Colin Gooley was not yet 10 when cancer forced him to undergo a rotationplasty to remove a tumor in his right leg. This operation took out the knee joint and turned the tibia around so that a prosthetic could be attached.
Denise Castelli broke her right leg sliding into second base during a college softball game in April 2008. The leg became infected and never fully healed. It was amputated in November 2009 and a prosthetic was attached.
But those injuries haven't ended their athletic lives. In fact, they might be more active than ever. Gooley, 17, and Castelli, 25, will be ball persons at this year's U.S. Open.
"I know it would mean a lot for the amputee community and the community of people with disabilities to show everyone that we're more than capable of doing things, even though it might be a little different," Castelli told The Star-Ledger.
Both went through two rounds of tryouts that started with more than 500 candidates. The field was reduced to 120, and then between 70 and 80 made the final cut, according to Tina Taps, the U.S. Open director of ball persons.
Castelli, a New Jersey native, was an outfielder at the University of New Haven, and her softball skills helped during the tryouts.
"She's got a shotgun of an arm," Taps told The Star-Ledger. "She's fully capable of throwing the ball the full length of the tennis court."
Gooley skis, snowboards and plays varsity lacrosse for Baldwinsville High School in upstate New York, even though the rotationplasty makes it look like, in the words of his doctor, "you have a foot coming out of your thigh."
"I don't know what he doesn't do," said Erik Schaffer, president of A Step Ahead Prosthetics & Orthothics. "He lives a life without limitations."
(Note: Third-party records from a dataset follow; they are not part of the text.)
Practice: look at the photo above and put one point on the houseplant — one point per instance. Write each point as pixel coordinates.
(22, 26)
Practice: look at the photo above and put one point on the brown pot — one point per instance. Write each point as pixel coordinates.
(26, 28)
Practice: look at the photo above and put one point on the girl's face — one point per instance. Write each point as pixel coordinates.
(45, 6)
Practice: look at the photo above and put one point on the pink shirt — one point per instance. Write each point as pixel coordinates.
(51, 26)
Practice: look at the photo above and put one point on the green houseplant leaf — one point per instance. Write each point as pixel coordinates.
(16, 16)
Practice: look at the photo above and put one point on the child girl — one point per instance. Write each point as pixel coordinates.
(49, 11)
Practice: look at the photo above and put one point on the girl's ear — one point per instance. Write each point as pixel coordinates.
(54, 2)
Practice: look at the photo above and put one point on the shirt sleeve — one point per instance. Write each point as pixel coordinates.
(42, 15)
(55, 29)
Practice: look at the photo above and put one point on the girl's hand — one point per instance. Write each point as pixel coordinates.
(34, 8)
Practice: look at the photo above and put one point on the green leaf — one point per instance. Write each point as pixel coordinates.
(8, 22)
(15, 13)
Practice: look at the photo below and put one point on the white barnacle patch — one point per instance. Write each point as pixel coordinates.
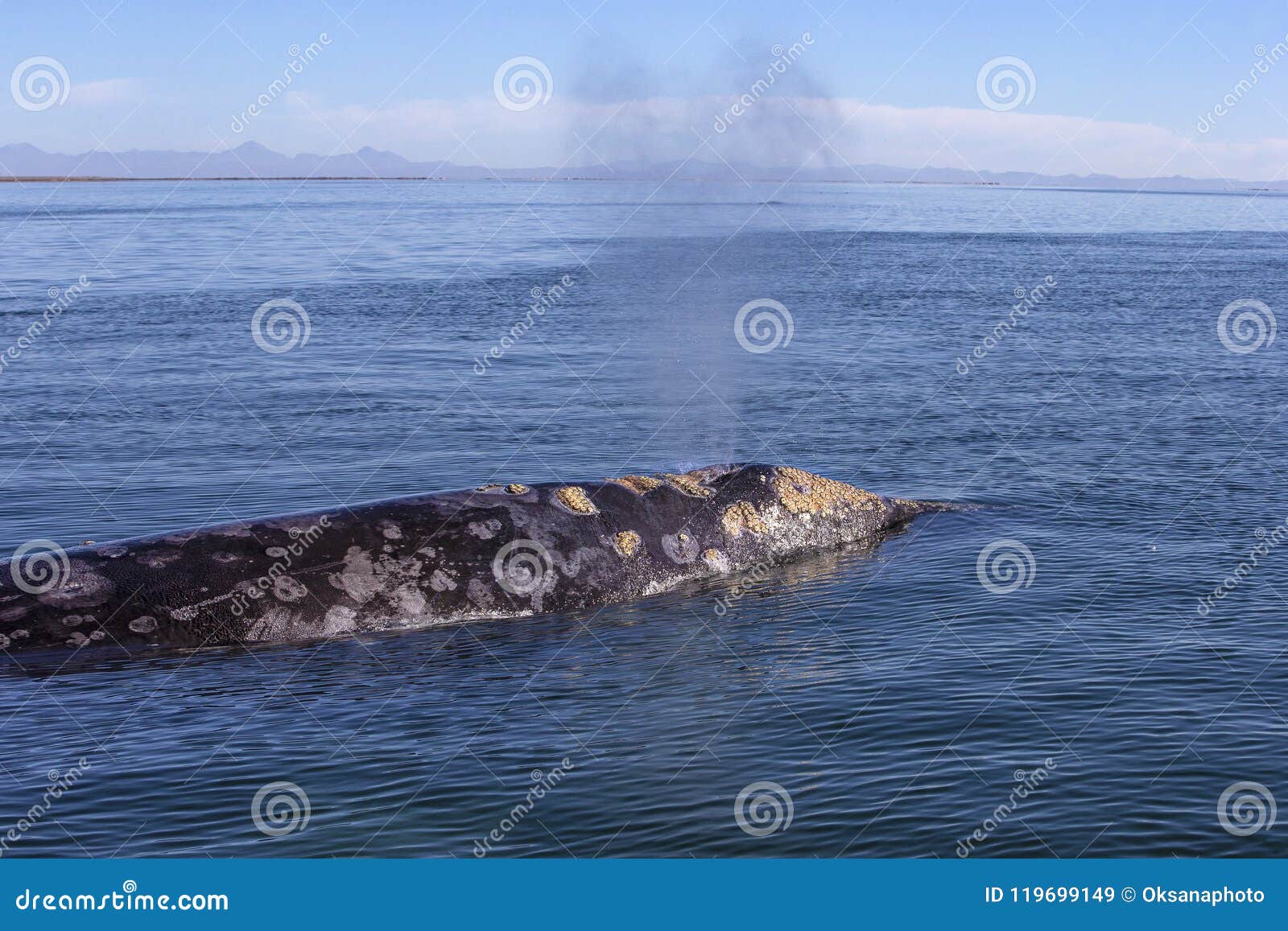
(339, 620)
(358, 579)
(441, 581)
(275, 624)
(682, 547)
(481, 594)
(485, 529)
(83, 589)
(145, 624)
(410, 600)
(287, 589)
(715, 560)
(159, 559)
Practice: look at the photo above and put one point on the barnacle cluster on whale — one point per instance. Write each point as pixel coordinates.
(499, 550)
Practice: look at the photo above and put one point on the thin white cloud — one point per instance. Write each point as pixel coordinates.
(106, 93)
(776, 130)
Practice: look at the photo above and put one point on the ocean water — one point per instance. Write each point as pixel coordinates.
(1072, 695)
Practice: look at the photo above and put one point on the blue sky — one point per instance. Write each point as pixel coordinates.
(1117, 87)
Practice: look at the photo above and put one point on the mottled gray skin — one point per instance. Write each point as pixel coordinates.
(497, 551)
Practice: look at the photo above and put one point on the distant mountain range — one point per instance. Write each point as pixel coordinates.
(251, 160)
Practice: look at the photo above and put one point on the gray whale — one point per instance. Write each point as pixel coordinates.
(499, 550)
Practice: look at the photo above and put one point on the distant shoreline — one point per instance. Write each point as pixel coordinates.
(88, 179)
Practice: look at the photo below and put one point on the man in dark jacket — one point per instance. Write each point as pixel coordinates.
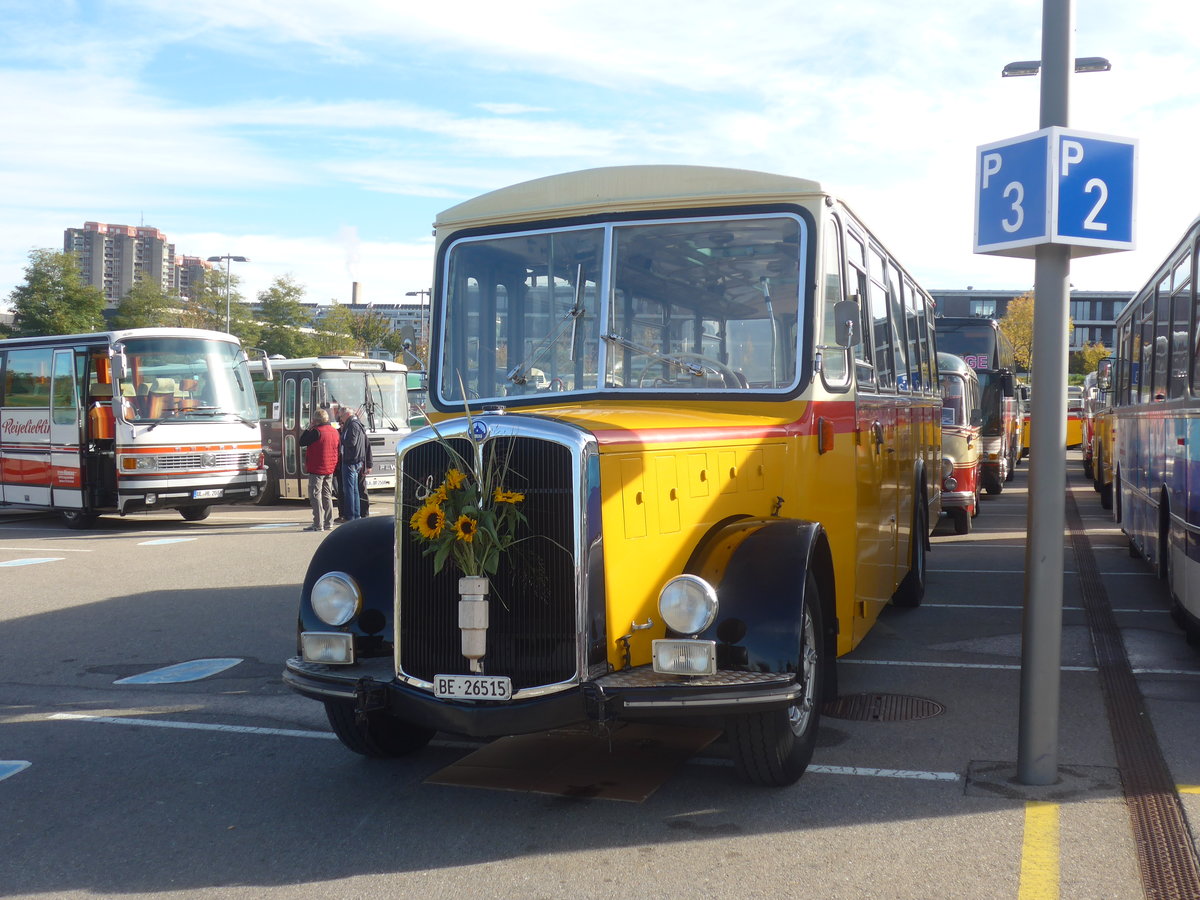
(319, 441)
(355, 461)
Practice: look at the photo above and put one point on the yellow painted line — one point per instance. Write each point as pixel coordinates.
(1039, 852)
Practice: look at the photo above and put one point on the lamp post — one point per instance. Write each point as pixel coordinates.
(227, 258)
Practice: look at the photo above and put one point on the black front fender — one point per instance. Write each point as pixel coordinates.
(364, 550)
(759, 569)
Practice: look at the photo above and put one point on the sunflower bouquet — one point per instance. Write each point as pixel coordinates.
(471, 519)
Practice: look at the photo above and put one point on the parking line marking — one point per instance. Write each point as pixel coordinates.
(918, 664)
(858, 771)
(191, 671)
(11, 767)
(1039, 852)
(195, 726)
(57, 550)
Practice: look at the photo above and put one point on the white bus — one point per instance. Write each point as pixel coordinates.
(121, 421)
(377, 391)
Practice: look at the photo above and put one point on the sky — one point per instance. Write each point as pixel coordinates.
(319, 139)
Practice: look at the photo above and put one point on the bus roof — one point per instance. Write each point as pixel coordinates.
(339, 364)
(121, 335)
(623, 187)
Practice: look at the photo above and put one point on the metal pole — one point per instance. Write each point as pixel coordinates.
(1037, 760)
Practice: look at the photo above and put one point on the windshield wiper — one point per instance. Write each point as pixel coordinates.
(691, 369)
(519, 373)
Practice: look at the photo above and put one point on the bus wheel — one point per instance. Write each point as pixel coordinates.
(378, 736)
(912, 589)
(78, 519)
(270, 492)
(773, 749)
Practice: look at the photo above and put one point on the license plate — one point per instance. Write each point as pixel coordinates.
(473, 687)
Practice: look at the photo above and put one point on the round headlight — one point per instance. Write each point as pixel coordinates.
(336, 598)
(688, 604)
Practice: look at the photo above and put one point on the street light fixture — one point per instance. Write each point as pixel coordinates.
(227, 258)
(1032, 66)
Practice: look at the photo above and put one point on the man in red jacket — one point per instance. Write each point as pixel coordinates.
(319, 441)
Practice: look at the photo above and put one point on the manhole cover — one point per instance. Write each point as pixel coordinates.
(882, 708)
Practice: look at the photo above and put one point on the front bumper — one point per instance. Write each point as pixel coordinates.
(634, 694)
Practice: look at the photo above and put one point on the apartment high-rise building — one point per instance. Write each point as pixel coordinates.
(115, 257)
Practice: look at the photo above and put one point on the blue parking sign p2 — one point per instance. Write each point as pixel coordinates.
(1055, 186)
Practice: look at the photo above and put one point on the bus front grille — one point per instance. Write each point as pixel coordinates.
(532, 604)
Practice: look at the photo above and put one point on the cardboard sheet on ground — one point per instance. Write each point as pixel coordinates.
(629, 765)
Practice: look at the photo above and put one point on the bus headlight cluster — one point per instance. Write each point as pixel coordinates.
(336, 598)
(688, 604)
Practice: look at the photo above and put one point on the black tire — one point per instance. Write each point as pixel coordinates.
(774, 748)
(381, 736)
(270, 492)
(912, 588)
(78, 520)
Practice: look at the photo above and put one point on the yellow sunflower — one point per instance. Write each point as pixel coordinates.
(466, 528)
(429, 520)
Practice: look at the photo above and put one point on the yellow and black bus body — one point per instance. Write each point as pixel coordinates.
(708, 384)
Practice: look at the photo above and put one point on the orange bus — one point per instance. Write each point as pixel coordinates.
(712, 396)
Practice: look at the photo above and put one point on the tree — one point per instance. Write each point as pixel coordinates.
(54, 300)
(283, 318)
(369, 330)
(147, 304)
(334, 331)
(1018, 327)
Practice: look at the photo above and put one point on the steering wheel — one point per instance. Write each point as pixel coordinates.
(729, 377)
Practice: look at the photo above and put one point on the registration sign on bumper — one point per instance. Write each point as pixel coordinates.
(473, 687)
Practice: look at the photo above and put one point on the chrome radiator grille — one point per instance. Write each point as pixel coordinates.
(532, 631)
(192, 462)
Ball persons are the unsung heroes of the U.S. Open. They sit by the net or baseline and chase down tennis balls between rallies. The position requires speed, coordination and quick thinking. It isn't glamorous and they are only really noticed if something goes wrong. But they are necessary to ensure the tournament runs smoothly. Ball persons must be at least 14 and earn $7.75 an hour for their duties.
Look for Gooley and Castelli at the 3:36 mark in the video below. "We want to teach the average person that disabled people can do anything able-bodied people can do," Gooley said.